I've been around to know that this is just a simple case of "bad news" and the news will probably not get better for a long time before it gets good. Unless they are bowing at the alter of a big beer money buyout. If that happens, you know who can go to hell.


Visduh Oct. 15, 2016 @ 7:35 a.m.

Agreed. Actually, I didn't care for their beers, and I'm always looking for a new brew. And I wasn't impressed by the restaurant in Escondido either. My take on Stone was less of an operation with a passion for its product, and more of a promoter building an empire. The notion that it is being packaged for sale to Big Beer sounds about right. After that buyout of Ballast Point for a huge price, I think we can look "forward" to others of this genre selling out for $ billions. That's sad, because they really did reform brewing, and made beer something interesting.
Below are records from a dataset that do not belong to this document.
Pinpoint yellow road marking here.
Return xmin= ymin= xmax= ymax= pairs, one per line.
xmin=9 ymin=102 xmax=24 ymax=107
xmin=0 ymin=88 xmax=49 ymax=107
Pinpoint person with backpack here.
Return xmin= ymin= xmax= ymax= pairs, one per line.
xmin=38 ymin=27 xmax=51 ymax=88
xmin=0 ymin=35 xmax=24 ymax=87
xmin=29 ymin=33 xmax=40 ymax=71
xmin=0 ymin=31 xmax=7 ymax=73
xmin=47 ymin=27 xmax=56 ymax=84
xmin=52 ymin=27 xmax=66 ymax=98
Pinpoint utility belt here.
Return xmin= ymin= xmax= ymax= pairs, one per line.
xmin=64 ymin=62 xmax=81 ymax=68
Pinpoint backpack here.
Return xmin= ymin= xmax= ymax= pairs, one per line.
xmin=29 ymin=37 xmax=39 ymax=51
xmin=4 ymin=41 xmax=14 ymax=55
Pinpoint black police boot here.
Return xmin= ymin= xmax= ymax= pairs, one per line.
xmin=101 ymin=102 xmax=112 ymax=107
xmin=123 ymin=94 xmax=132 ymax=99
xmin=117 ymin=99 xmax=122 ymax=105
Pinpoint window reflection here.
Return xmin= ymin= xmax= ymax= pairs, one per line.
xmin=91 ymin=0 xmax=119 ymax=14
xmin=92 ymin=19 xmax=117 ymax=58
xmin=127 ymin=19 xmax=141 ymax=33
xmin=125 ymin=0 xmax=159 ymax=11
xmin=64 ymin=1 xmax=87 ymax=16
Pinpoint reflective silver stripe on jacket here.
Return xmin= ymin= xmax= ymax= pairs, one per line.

dwbat Oct. 15, 2016 @ 12:07 p.m.

Hey, there are still great opportunities at Stone Brewing. They are hiring a dishwasher in Escondido (via their website)!


SportsFan0000 Oct. 18, 2016 @ 10:29 a.m.

New guy is brought in to cut costs and tidy up the balance sheet for a potential sale to one of the bigger, deeper pockets breweries...Same old Story only different company/different industry..


FlbrkMike Oct. 18, 2016 @ 1:13 p.m.

So they're bringing this guy in from POM Wonderful. Does that mean they're going to start using recycled fracking water? Do end runs around California's drought management? Clear cut a few oak forests? Market Arrogant Bastard as a health food?




I guess we can hope that one reason he left Wonderful is because of some of the crap the the Resincks have pulled. I've had a lot of respect for Stone and their values over the years. Now I'm not so sure.